Especially important here is the call of God to put away pornography and sexual sins. The sexual use of our natures outside of marriage is sin. And it is a sin, no matter how glamorized today, which puts distance between the child of God and his God. In Revelation 14:4 the saints of God are described in terms of their sexual purity. Listen. “These are they which were not defiled with women; for they are virgins. These are they which follow the Lamb whithersoever he goeth. These were redeemed from among men, being the firstfruits unto God and to the Lamb.” God’s special presence is found in the way of purity, of preserving our temple (our body) pure and holy unto the Lord. And impurity, sexual impurity, is that which robs us of seeing His face, is that which corrupts. Revelation 17 and 18 describes the Antichrist, the antichristian powers, as the great whore. Satan knows spiritual dynamics. So this world is swallowed up with pornography. Why? Perhaps because no sins so silence the testimony of God and so cause God to withdraw and to give men over to their own darkness as the sins of sexual impurity.
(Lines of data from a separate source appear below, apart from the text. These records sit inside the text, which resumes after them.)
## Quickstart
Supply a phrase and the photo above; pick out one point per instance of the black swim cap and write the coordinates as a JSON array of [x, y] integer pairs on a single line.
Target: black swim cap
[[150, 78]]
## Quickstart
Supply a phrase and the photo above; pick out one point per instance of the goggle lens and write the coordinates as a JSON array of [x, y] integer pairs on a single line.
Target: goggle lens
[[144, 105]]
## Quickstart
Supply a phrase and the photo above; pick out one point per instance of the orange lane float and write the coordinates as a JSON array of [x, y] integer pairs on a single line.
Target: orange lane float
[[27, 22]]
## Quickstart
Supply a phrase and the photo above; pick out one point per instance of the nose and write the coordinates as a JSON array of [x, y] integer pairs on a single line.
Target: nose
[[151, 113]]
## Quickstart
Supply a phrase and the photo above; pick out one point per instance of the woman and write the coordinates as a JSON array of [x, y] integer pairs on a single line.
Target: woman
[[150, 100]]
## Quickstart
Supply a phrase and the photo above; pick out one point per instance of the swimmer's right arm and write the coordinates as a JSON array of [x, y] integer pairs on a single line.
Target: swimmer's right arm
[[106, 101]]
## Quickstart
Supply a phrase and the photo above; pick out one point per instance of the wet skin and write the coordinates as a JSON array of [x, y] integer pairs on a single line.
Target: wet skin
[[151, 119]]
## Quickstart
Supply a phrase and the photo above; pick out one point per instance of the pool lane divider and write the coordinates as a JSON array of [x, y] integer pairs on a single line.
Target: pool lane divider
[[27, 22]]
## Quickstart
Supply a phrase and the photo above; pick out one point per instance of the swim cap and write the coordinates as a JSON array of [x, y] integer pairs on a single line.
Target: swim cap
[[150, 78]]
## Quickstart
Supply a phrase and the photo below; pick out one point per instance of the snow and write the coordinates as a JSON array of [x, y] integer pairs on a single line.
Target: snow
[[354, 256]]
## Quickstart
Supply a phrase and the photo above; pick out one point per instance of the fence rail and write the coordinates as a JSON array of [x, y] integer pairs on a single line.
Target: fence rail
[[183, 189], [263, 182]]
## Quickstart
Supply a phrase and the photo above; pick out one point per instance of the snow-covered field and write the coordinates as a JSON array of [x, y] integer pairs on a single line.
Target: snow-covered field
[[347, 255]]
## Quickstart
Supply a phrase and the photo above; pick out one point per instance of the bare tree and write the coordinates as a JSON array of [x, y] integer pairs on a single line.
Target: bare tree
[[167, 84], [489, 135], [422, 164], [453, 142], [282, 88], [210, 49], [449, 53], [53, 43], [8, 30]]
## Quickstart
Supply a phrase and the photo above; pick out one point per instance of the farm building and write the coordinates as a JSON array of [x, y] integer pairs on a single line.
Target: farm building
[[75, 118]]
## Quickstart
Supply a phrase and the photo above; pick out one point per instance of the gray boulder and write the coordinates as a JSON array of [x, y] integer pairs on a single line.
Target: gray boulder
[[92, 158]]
That is true in the world of unbelief. God gives a society over to its filth until at last they stand ripe for judgment. That is also true in the life of a child of God. Our lives as children of God are precious. They have been purchased by the blood of Christ. We have been saved in order that we might know God’s face, in order that we might stand before God, in order that we might see Him in Jesus Christ. Now, child of God, the Scriptures warn us against impurity. No matter how prevalent, no matter how accepted, no matter how pervasive, no matter how harmless, innocent, and accepted it may appear to be be, it is a great evil. And it is a great evil which does great damage and destruction to the soul.

Have you lost your purity, purity in your heart? God calls you to repent. Bow before the cross of Jesus Christ. That blood of Christ and grace of Christ is able to restore holiness and purity, wash you from evil, forgive you, and give you to walk in that knowledge that you are not your own, but belong body and soul unto your faithful Savior, Jesus Christ. God’s presence in Jesus Christ gives the blessing of purity. And in that purity is joy. So we may read in Psalm 84, “I had rather be a doorkeeper in the house of my God, than to dwell in the tents of wickedness.” No other earthly thing gives joy so great as to know God in purity.

Are you growing in the knowledge of God? God calls you to grow in the knowledge of Him through godly sincerity, through profound humility, and through true purity. None of these things can be attained of ourselves. So we come to God time after time after time, in prayer, in the holy Scriptures, and through the preaching of His Word on the Lord’s day. Earnestly we desire to grow in the knowledge of God.

May God bless these words to our hearts.


Let us pray.

Father, we confess that we live in the midst of a world which hates Thee, which spurns Thee, and would seek to corrupt all that is of Thine. Give us that knowledge which is above all things most precious, the knowledge of the true and living God. And make that knowledge powerful and effective that it might make us pure, that it might make us content, that it might make us strong to confess Thy name in this world. Through Jesus Christ do we render our prayer, Amen.